2. Les contraintes du pilotage académique
Si l'objectif initial du pilotage académique via la carte des langues est d'élargir l'éventail de langues proposées, à partir d'une organisation cohérente de l'offre, sa traduction concrète se heurte à de nombreuses rigidités qui en limitent fortement la portée. En l'absence d'impulsions nationales claires, la force d'inertie du système et le poids des conventions gestionnaires conduisent le plus souvent au repli sur des solutions minimalistes. Toutefois les situations sont disparates, et le meilleur côtoie le pire.

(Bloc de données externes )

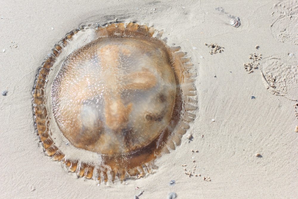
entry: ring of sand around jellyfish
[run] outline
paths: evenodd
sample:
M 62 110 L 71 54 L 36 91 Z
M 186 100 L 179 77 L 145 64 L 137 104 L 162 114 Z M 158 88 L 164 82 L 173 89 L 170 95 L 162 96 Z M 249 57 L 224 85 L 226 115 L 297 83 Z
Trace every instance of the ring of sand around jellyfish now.
M 180 145 L 195 116 L 196 73 L 162 33 L 133 23 L 90 24 L 55 45 L 33 93 L 46 155 L 100 183 L 143 176 Z

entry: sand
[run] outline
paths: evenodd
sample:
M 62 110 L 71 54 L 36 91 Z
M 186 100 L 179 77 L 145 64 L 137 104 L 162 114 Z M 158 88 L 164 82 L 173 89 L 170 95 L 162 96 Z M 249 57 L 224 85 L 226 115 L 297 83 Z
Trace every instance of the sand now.
M 298 197 L 297 1 L 1 4 L 0 198 Z M 236 27 L 229 21 L 237 17 Z M 198 74 L 199 109 L 181 145 L 157 160 L 153 173 L 98 186 L 44 155 L 34 132 L 31 91 L 38 69 L 66 33 L 82 24 L 116 21 L 163 30 L 169 45 L 187 52 Z M 210 54 L 205 43 L 223 51 Z M 248 73 L 243 64 L 253 64 L 255 53 L 262 58 Z

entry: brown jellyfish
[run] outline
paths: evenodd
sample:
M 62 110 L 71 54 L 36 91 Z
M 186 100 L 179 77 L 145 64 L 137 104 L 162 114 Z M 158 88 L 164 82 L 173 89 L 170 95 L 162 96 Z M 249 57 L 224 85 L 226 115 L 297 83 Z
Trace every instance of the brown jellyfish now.
M 55 45 L 33 91 L 47 155 L 79 177 L 122 181 L 150 173 L 180 145 L 195 116 L 196 73 L 162 33 L 133 23 L 90 24 Z

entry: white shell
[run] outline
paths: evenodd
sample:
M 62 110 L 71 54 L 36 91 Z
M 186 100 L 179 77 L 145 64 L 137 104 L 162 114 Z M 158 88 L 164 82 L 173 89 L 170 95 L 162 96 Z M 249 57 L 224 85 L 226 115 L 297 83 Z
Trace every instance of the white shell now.
M 239 17 L 237 17 L 236 19 L 232 19 L 230 21 L 230 24 L 232 26 L 237 27 L 240 25 L 240 20 Z

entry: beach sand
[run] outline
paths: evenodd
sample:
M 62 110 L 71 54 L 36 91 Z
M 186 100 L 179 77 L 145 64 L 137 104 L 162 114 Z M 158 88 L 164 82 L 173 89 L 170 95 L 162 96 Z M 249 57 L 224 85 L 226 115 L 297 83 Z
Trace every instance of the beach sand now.
M 172 192 L 178 198 L 298 197 L 297 1 L 1 4 L 1 198 L 133 198 L 140 192 L 140 199 Z M 229 24 L 236 17 L 238 27 Z M 32 91 L 38 69 L 66 33 L 90 22 L 130 21 L 163 30 L 169 45 L 187 53 L 198 74 L 198 109 L 180 146 L 156 160 L 153 173 L 98 186 L 45 155 L 34 132 Z M 212 43 L 223 51 L 210 54 L 205 43 Z M 250 59 L 255 53 L 261 58 Z M 184 168 L 192 171 L 194 164 L 190 177 Z

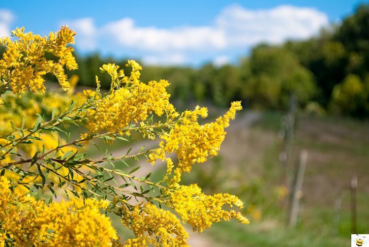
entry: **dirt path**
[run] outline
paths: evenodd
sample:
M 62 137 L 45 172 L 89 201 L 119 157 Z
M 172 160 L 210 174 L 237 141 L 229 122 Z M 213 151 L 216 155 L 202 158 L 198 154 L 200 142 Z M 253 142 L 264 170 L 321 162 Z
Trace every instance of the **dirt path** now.
M 234 136 L 235 133 L 243 133 L 245 131 L 247 132 L 249 127 L 254 123 L 257 122 L 260 118 L 260 114 L 259 112 L 249 111 L 247 112 L 241 116 L 238 116 L 236 119 L 233 121 L 231 123 L 230 126 L 226 129 L 227 132 L 231 134 L 231 133 L 233 134 L 232 136 Z M 234 148 L 234 145 L 229 145 L 230 142 L 231 143 L 236 142 L 242 142 L 243 140 L 244 141 L 244 138 L 242 135 L 239 135 L 239 138 L 237 138 L 237 140 L 229 140 L 229 138 L 227 138 L 226 136 L 226 140 L 223 143 L 221 148 L 221 152 L 222 153 L 221 151 L 222 149 L 224 149 L 225 153 L 229 153 L 229 151 L 227 151 L 230 148 Z M 130 154 L 136 154 L 138 152 L 142 146 L 145 146 L 145 150 L 148 149 L 152 148 L 155 146 L 157 144 L 157 141 L 152 141 L 152 140 L 145 140 L 143 142 L 136 143 L 129 147 L 132 148 Z M 229 147 L 228 147 L 229 146 Z M 232 148 L 233 147 L 233 148 Z M 125 148 L 121 150 L 116 150 L 114 152 L 112 153 L 112 155 L 114 157 L 121 156 L 125 154 L 127 152 Z M 237 153 L 237 150 L 233 150 L 231 153 L 234 154 Z M 234 155 L 233 155 L 234 156 Z M 145 157 L 141 157 L 140 159 L 140 161 L 137 162 L 135 167 L 138 165 L 141 166 L 141 168 L 136 172 L 134 174 L 136 177 L 144 177 L 150 172 L 154 172 L 158 169 L 160 169 L 164 165 L 163 164 L 156 164 L 154 166 L 152 166 L 150 164 L 147 163 Z M 123 181 L 120 177 L 117 177 L 116 179 L 118 183 L 120 182 L 120 180 L 122 180 L 122 183 L 125 183 Z M 133 188 L 130 188 L 127 187 L 127 189 L 129 190 L 133 190 Z M 132 201 L 133 203 L 134 202 Z M 196 232 L 194 232 L 192 231 L 190 226 L 188 225 L 185 226 L 185 228 L 187 230 L 189 235 L 189 238 L 187 241 L 188 245 L 193 247 L 221 247 L 224 246 L 219 243 L 214 243 L 212 240 L 208 236 L 204 234 L 197 234 Z

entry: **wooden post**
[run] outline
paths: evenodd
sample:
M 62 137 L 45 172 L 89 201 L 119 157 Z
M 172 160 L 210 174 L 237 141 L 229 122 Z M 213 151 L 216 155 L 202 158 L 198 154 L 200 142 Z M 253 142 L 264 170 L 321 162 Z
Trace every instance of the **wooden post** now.
M 335 217 L 333 220 L 334 225 L 333 228 L 333 234 L 337 236 L 338 234 L 338 228 L 339 227 L 339 220 L 341 217 L 341 207 L 342 206 L 342 196 L 339 196 L 336 200 L 335 203 Z
M 282 150 L 279 154 L 279 163 L 282 172 L 280 180 L 285 184 L 289 190 L 292 186 L 291 179 L 290 156 L 292 153 L 293 139 L 295 137 L 296 115 L 297 111 L 297 104 L 296 95 L 294 93 L 290 95 L 288 112 L 281 120 L 281 130 L 283 134 Z
M 358 178 L 355 176 L 351 179 L 351 234 L 356 232 L 356 188 L 358 186 Z
M 299 211 L 300 199 L 301 197 L 304 176 L 308 162 L 308 151 L 303 150 L 300 155 L 299 168 L 295 177 L 294 186 L 291 194 L 290 211 L 288 218 L 288 225 L 295 226 L 297 221 L 297 216 Z

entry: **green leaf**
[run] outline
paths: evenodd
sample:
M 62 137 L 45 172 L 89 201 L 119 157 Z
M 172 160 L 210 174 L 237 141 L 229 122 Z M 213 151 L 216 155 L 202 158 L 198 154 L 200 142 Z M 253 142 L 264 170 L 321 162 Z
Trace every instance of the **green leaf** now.
M 125 187 L 128 187 L 130 185 L 130 184 L 123 184 L 123 185 L 121 185 L 119 186 L 118 188 L 125 188 Z
M 37 118 L 37 120 L 36 120 L 36 123 L 34 124 L 34 126 L 33 126 L 33 128 L 32 129 L 32 131 L 35 131 L 38 128 L 41 124 L 41 122 L 42 121 L 42 117 L 41 116 L 41 115 L 39 115 L 38 118 Z
M 147 180 L 151 176 L 151 173 L 150 173 L 149 174 L 146 175 L 146 177 L 145 177 L 145 180 Z
M 116 136 L 116 137 L 117 138 L 117 139 L 118 139 L 119 140 L 122 140 L 122 141 L 125 141 L 126 142 L 128 142 L 128 140 L 127 140 L 126 139 L 125 139 L 124 137 L 122 137 L 122 136 Z
M 141 166 L 140 166 L 140 166 L 137 166 L 137 167 L 136 167 L 136 168 L 133 168 L 133 169 L 132 169 L 132 170 L 130 170 L 130 171 L 129 172 L 128 172 L 128 174 L 130 174 L 131 173 L 133 173 L 133 172 L 135 172 L 136 171 L 137 171 L 137 170 L 138 170 L 138 169 L 140 169 L 140 168 L 141 168 Z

a) La carte académique des langues, un outil a priori idéal
Mise en
place en 1999 par M. Claude Allègre, qualifiée de
«
clé de la diversification
» par son
successeur, la carte académique des langues doit constituer le principal
support d'une gestion cohérente de l'offre linguistique, renvoyée
au plus près du terrain. La circulaire du 17 juin 1999 en définit
les modalités et les objectifs :
- la carte des langues est la traduction du
pilotage
académique
qui doit se mettre en place «
dans le cadre
des orientations nationales et en tenant compte des spécificités
de chaque académie
», voire de chaque bassin de formation
;
- de plus, la carte des langues doit permettre
d'élaborer des
cursus cohérents
dans les différentes langues et d'
assurer
une continuité
des apprentissages entre les niveaux et les
différentes filières générales, technologiques et
professionnelles ;
- en outre, la carte des langues vise à
organiser une
rationalisation de l'offre de langues
, notamment en vue de préserver
l'offre de langues de moindre diffusion au sein de chaque bassin de formation,
selon une logique de site ; M. Jack Lang demande ainsi expressément
aux recteurs, dans son discours du 27 mars 2001, de trouver des solutions
adaptées à chaque situation et à chaque langue, notamment
en veillant à ce qu'aucun professeur de langue ne soit plus en
sous-service, mais aussi en les appelant à «
surseoir toute
suppression de postes dans les langues où cette suppression mettrait en
péril le maintien de son enseignement
» ;
- enfin, l'élaboration et la mise en place de la carte
académique des langues doivent se prolonger par une
« information systématique des familles », sur les
langues proposées et leur diffusion au sein de chaque académie et
de chaque bassin.
Nobles desseins,
a priori
.
L'académie de Lille parie sur la carte des langues pour organiser une
offre de formation autour de trois grands principes :
- la
diversification
, « c'est à dire le maintien
et le renforcement, chaque fois que les conditions locales le rendent possible
dès la LV1, de l'enseignement de langues numériquement peu
représentées ou en perte de vitesse » (comme
l'allemand, le polonais, le russe, le portugais et l'arabe) et le
développement en LV2 et LV3 de langues traditionnellement peu
représentées à l'école comme le japonais et le
chinois ; 12 langues sont ainsi proposées dans
l'académie ;
- la
proximité
: d'une part au plan de l'organisation,
pour offrir à chacun, dans chaque bassin, la possibilité
d'apprendre la langue de son choix ; d'autre part au plan
géographique, l'académie accordant un soutien particulier
à
l'enseignement du néerlandais en première langue
,
en raison de son statut de langue frontalière ;
- la
continuité
, qui garantit aux élèves la
possibilité de poursuivre l'apprentissage d'au moins deux langues dans
toutes les voies d'orientation après la classe de 3
ème
.
Le site internet de
l'académie permet en outre de
rendre visible la diffusion des langues
proposées au sein de l'académie
, à partir d'une carte
présentant le découpage de l'académie en 14 bassins,
divisés chacun en districts, et de visualiser des parcours
fléchés pour chaque langue, sur l'ensemble d'une
scolarité, y compris au sein des sections européennes.
Toutefois, il faut
regretter que cette traduction ambitieuse ne soit qu'un
exemple trop rare
: la carte des langues est souvent laissée
à l'état d'abandon, et dès lors qu'un tel outil est
effectivement élaboré, il s'avère inégal et peu
transparent, et sert plutôt à consolider l'existant.